To learn more about the privacy regulations and in particular the GDPR, please visit our GDPR Guide.

Or, navigate to Matomo settings Settings Cog Icon > Privacy > GDPR Overview to find details about awareness, documentation, individuals’ rights, security procedures, and data retention.

Step 7) Anonymising data that has already been tracked

When you have tracked data in the past and realised later you tracked maybe too much data or some personal data, you can easily anonymise the affected data using our tool to anonymise previously tracked raw data.

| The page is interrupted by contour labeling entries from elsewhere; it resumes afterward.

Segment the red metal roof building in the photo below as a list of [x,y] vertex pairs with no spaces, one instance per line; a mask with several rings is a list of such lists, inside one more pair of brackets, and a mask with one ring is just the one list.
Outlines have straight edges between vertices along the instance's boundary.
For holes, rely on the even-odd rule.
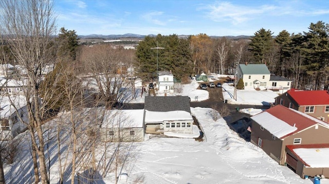
[[291,89],[276,98],[275,105],[279,104],[329,122],[328,91]]

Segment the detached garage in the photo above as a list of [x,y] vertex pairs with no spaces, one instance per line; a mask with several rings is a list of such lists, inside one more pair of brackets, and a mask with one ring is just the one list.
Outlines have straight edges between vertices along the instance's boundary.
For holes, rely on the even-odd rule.
[[288,145],[285,164],[301,178],[329,176],[329,144]]

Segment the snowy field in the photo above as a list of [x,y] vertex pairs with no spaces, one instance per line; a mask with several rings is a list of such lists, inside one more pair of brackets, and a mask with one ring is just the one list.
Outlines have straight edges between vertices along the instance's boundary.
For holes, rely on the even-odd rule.
[[[199,101],[207,99],[208,92],[196,89],[198,85],[195,80],[184,85],[180,95],[188,95],[192,101],[195,96],[198,96]],[[230,103],[261,105],[264,101],[273,102],[273,98],[277,95],[270,92],[260,93],[261,92],[255,90],[239,90],[237,101],[233,101],[229,100],[232,99],[229,95],[225,94],[227,92],[233,94],[233,88],[226,85],[223,85],[223,89],[227,91],[223,93]],[[141,95],[141,89],[139,90],[136,93],[138,97],[132,103],[143,103],[144,96]],[[301,178],[287,167],[280,166],[258,147],[246,142],[230,129],[224,119],[213,120],[209,113],[210,109],[198,107],[191,110],[204,130],[204,140],[147,135],[144,141],[133,143],[134,150],[130,153],[134,155],[134,161],[126,164],[127,168],[123,172],[128,177],[119,183],[135,183],[134,180],[138,178],[142,178],[142,183],[150,184],[313,183],[312,179]],[[257,109],[241,110],[252,115],[261,112]],[[5,165],[7,183],[29,183],[27,181],[33,177],[33,165],[28,148],[29,136],[25,133],[17,136],[23,137],[24,141],[20,145],[25,147],[18,156],[20,161]],[[51,183],[58,183],[58,158],[56,145],[49,151],[52,166],[50,173]],[[100,149],[98,151],[104,151]],[[105,178],[90,183],[115,183],[114,176],[113,173],[109,173]],[[68,179],[64,183],[69,182]],[[321,179],[321,183],[329,184],[329,179]]]

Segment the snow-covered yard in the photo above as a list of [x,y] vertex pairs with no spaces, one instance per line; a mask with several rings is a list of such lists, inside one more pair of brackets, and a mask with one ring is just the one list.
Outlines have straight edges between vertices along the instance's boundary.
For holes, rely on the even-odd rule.
[[[195,80],[183,85],[181,95],[188,95],[192,100],[195,96],[199,101],[209,97],[206,90],[197,90]],[[272,103],[276,94],[268,91],[239,90],[237,100],[234,101],[225,94],[233,94],[233,88],[223,85],[225,99],[228,102],[240,104],[261,105],[264,101]],[[136,100],[132,103],[143,103],[138,89]],[[145,141],[134,142],[136,148],[131,154],[133,162],[126,163],[129,169],[126,179],[119,183],[134,183],[140,178],[144,183],[313,183],[312,179],[304,179],[287,167],[280,166],[266,155],[260,148],[246,142],[221,118],[214,121],[209,113],[211,109],[191,108],[193,115],[198,119],[205,133],[203,141],[194,138],[152,137],[146,135]],[[254,114],[261,110],[242,109],[242,111]],[[22,135],[22,136],[24,135]],[[28,134],[25,134],[28,137]],[[21,136],[22,137],[22,136]],[[24,183],[32,176],[32,162],[28,141],[22,141],[26,148],[20,153],[13,164],[5,165],[7,183]],[[133,148],[133,147],[132,147]],[[58,182],[58,158],[56,146],[51,147],[52,169],[50,173],[51,183]],[[100,149],[99,152],[104,152]],[[24,161],[23,161],[24,160]],[[115,175],[109,173],[98,180],[98,183],[114,183]],[[20,181],[25,181],[20,182]],[[70,182],[68,180],[67,182]],[[328,184],[329,179],[321,179],[322,184]]]

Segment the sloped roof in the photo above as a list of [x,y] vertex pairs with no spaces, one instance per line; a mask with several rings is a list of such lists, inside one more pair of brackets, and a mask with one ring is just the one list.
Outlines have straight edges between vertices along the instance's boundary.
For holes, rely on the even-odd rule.
[[150,111],[185,111],[191,113],[190,99],[187,96],[145,96],[144,107]]
[[270,74],[265,64],[240,64],[241,72],[243,74]]
[[300,106],[329,105],[328,91],[304,91],[291,89],[287,93]]
[[105,111],[102,128],[143,127],[143,109],[107,110]]
[[173,120],[193,120],[193,118],[188,112],[173,111],[168,112],[155,112],[145,111],[145,122],[162,122]]
[[325,122],[280,105],[257,114],[251,118],[281,139],[315,125],[321,125],[329,129],[329,125]]
[[159,76],[161,76],[161,75],[173,75],[172,73],[171,73],[170,72],[168,72],[167,71],[159,71]]
[[329,167],[329,144],[287,145],[305,165],[311,168]]
[[292,81],[291,80],[286,78],[282,77],[280,76],[271,75],[269,77],[269,81]]

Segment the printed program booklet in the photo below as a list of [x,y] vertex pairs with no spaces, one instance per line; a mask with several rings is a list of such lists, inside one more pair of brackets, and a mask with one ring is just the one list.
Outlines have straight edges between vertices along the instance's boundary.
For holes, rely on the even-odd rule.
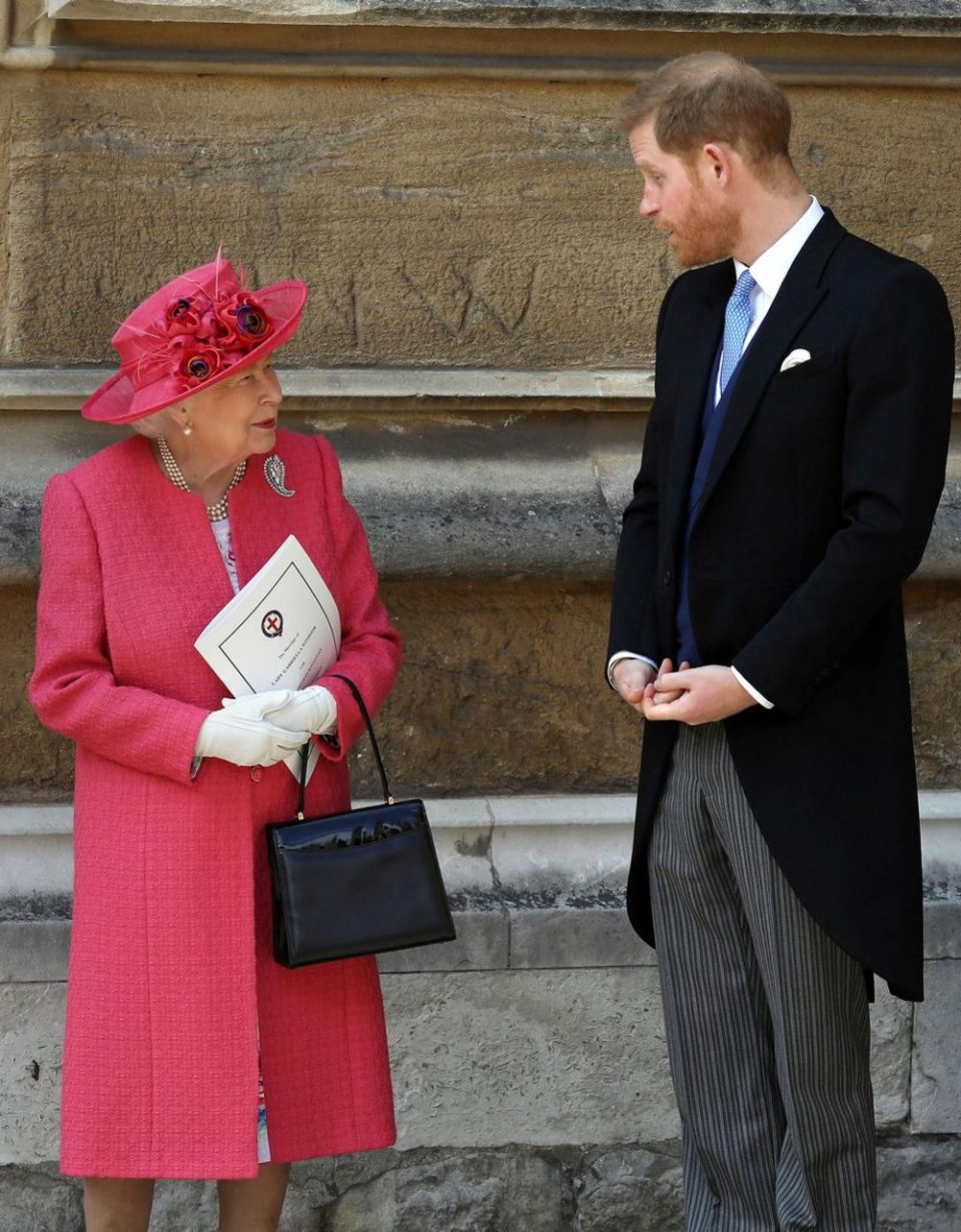
[[[302,689],[340,654],[340,612],[313,561],[290,535],[193,643],[234,697]],[[312,742],[308,779],[320,754]],[[301,775],[301,755],[285,763]]]

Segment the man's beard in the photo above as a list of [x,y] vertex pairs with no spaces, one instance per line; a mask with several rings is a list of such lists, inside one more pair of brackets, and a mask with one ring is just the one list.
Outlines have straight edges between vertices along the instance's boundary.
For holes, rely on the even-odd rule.
[[740,216],[734,206],[708,206],[705,193],[695,187],[684,217],[670,229],[678,265],[708,265],[733,255],[740,239]]

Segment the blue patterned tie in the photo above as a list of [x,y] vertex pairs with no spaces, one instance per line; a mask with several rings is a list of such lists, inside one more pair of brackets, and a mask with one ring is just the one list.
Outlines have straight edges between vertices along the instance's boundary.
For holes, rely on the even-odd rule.
[[744,339],[750,329],[750,293],[756,282],[749,270],[744,270],[731,292],[724,309],[724,345],[721,354],[721,393],[731,379],[744,350]]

As part of privacy legislation worldwide including GDPR but also ePrivacy, it is often required to display a cookie banner informing users about cookies, or consent must be obtained before tracking visitors’ personal data.

Matomo supports privacy-friendly tracking setups that may not require consent in specific jurisdictions. Read more about using Matomo Analytics without a cookie banner or asking for consent.

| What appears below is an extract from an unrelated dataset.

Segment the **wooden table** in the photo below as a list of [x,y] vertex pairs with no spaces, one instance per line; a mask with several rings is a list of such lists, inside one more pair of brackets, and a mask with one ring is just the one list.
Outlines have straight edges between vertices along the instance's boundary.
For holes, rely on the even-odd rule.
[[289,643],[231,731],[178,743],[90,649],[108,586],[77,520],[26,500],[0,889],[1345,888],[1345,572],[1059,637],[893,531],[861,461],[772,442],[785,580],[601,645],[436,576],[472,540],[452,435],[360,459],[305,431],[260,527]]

Step 9) Anonymise Ecommerce Order ID

By default, Matomo stores your Ecommerce Order IDs to allow for closer analysis and to help prevent tracking duplication. However, because an Order ID can be cross-referenced with another system, typically an eCommerce shop, the Order ID constitutes personal data under the GDPR. If you prefer not to track personal data in Matomo, you may enable Anonymize Order ID to avoid storing the Ecommerce Order ID number. The steps to do this are:

  1. Open Matomo settings Settings Cog Icon > Privacy > Anonymize data.
  2. Click Anonymize Order ID so a green tick is shown.
  3. Click the green Save button.

When you enable this option, an Order ID will be automatically anonymised so no personal information will be tracked. It is important to note that if you enable this feature, in some cases duplicate orders may be counted if visitors refresh the order confirmation page, as there is no way to distinguish unique orders.

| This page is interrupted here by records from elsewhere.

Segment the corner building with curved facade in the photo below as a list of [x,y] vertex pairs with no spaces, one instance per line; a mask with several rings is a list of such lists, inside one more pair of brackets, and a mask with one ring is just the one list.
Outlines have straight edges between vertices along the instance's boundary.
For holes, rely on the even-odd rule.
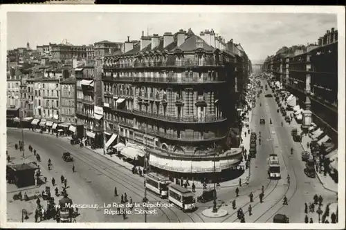
[[138,148],[127,156],[143,156],[134,144],[145,146],[151,170],[171,177],[229,174],[242,157],[227,143],[237,80],[235,56],[226,48],[212,30],[181,30],[143,35],[138,44],[125,42],[122,55],[105,57],[104,119],[106,132],[118,137],[113,145]]

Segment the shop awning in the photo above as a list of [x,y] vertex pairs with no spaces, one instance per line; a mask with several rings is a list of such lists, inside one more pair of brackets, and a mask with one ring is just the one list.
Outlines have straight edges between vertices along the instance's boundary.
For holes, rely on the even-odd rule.
[[322,143],[327,142],[329,140],[330,140],[330,137],[326,135],[325,136],[322,137],[321,140],[320,140],[318,142],[317,142],[317,144],[318,144],[318,145],[322,145]]
[[93,132],[86,132],[86,135],[91,138],[95,138],[95,133]]
[[295,113],[294,113],[294,115],[298,115],[302,113],[302,111],[303,111],[302,109],[299,109],[298,111],[295,111]]
[[118,151],[121,151],[125,147],[125,145],[124,144],[119,142],[115,146],[113,146],[113,148],[116,148]]
[[297,105],[297,98],[295,97],[292,97],[289,102],[287,102],[287,104],[291,107],[294,107]]
[[80,84],[84,86],[90,86],[93,82],[93,80],[82,80],[80,81]]
[[292,99],[292,97],[293,97],[293,94],[290,95],[289,96],[289,97],[287,97],[287,99],[286,99],[286,102],[289,102]]
[[132,160],[135,160],[137,157],[137,155],[140,157],[144,157],[145,155],[145,153],[143,152],[142,150],[131,147],[124,148],[121,151],[120,154]]
[[46,124],[46,120],[41,120],[41,122],[39,122],[39,126],[44,126],[44,125]]
[[329,165],[331,169],[338,171],[338,158],[336,158]]
[[314,135],[311,137],[311,139],[312,139],[313,140],[315,140],[318,139],[318,137],[319,137],[321,135],[322,135],[322,134],[323,134],[323,131],[321,131],[321,130],[320,129],[320,131],[319,131],[319,132],[318,132],[318,133],[316,133],[316,134],[314,134]]
[[75,132],[75,127],[71,125],[70,127],[69,128],[69,130],[73,133]]
[[25,122],[29,122],[29,121],[32,120],[33,119],[34,119],[34,117],[28,117],[23,118],[23,120]]
[[125,100],[125,98],[119,98],[118,99],[116,100],[116,103],[120,104]]
[[52,126],[53,129],[57,129],[57,123],[54,123]]
[[64,128],[69,128],[69,126],[71,125],[71,124],[69,123],[62,123],[59,124],[60,127],[64,127]]
[[300,109],[300,106],[298,105],[296,105],[295,106],[293,107],[293,111],[298,111]]
[[111,137],[111,138],[109,138],[109,140],[108,140],[108,142],[107,142],[106,144],[105,144],[105,147],[106,148],[108,148],[108,147],[113,143],[113,142],[116,140],[116,137],[118,137],[118,135],[116,134],[113,134]]
[[100,114],[94,113],[93,114],[93,117],[96,119],[102,119],[102,115],[100,115]]
[[39,122],[39,119],[34,119],[33,122],[31,122],[31,124],[37,125]]
[[326,158],[332,158],[334,155],[338,155],[338,149],[335,149],[325,155]]
[[[311,123],[311,124],[312,124],[312,123]],[[316,125],[313,124],[311,126],[309,127],[308,131],[311,131],[311,130],[313,130],[313,128],[316,128]]]
[[53,122],[48,121],[46,122],[46,126],[53,126]]

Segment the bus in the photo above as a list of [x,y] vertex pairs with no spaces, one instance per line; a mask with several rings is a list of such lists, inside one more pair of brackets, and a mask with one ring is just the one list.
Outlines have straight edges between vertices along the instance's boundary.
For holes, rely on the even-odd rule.
[[168,201],[178,206],[184,212],[196,209],[194,194],[178,184],[172,184],[168,187]]
[[145,188],[158,194],[161,198],[168,195],[168,185],[171,181],[168,178],[156,173],[149,173],[145,175]]
[[280,165],[279,164],[279,157],[276,154],[270,154],[268,158],[268,175],[271,179],[280,179]]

Step 10) Optional Privacy Preferences

There is more you can consider when it comes to privacy:

  • As the Matomo administrator, you may decide that giving access to real-time & visits log features are not necessary for your team members who use Matomo. In this case, you can disable the visits log, real-time and visitor profile.
  • If you track the number of websites with the same Matomo server, all your websites’ code will contain the Matomo server URL in the Javascript code. To prevent other users from finding out all your websites, refer to this guide Hide the Matomo Server URL in your JavaScript using this technique.
    Make sure that this does not affect your transparency obligations and is not used in a deceptive way. For example, ensure that you inform visitors:
    We use Matomo Analytics to improve our website while respecting your privacy. To enhance security and protect our tracked websites, we route tracking requests through a proxy instead of exposing our Matomo server URL.
    This does not affect your ability to opt out of tracking, and all consent and privacy controls remain fully functional.
    You can learn more about how we use analytics and your rights in our Privacy Policy.
  • Many countries, particularly EU, UK, EEA require websites to obtain consent before setting cookies or other trackers. If your jurisdiction mandates this, you must ensure that Matomo cookies are only set after the user has given consent. If you wish to use cookieless tracking option in Matomo Cloud or On-Premise, you can disable all Matomo Cookies for particular visitors or for all visitors by calling a JavaScript function in the Matomo code, see the guide on how to disable tracking cookies.
  • You can also add Privacy Policy and Terms & Conditions links in Matomo for enhanced trust, transparency, and legal compliance across your platform and embedded widgets.
  • In Matomo version 4 and above, you can anonymise referrer details to avoid accidentally collecting private data.
  • In Matomo version 5 and above, URLs with the file:// protocol will not be tracked by default to avoid accidentally collecting private data. If needed this can be enabled within the JavaScript tracker.
  • For reference the list of metadata and data points collected by Matomo is documented here.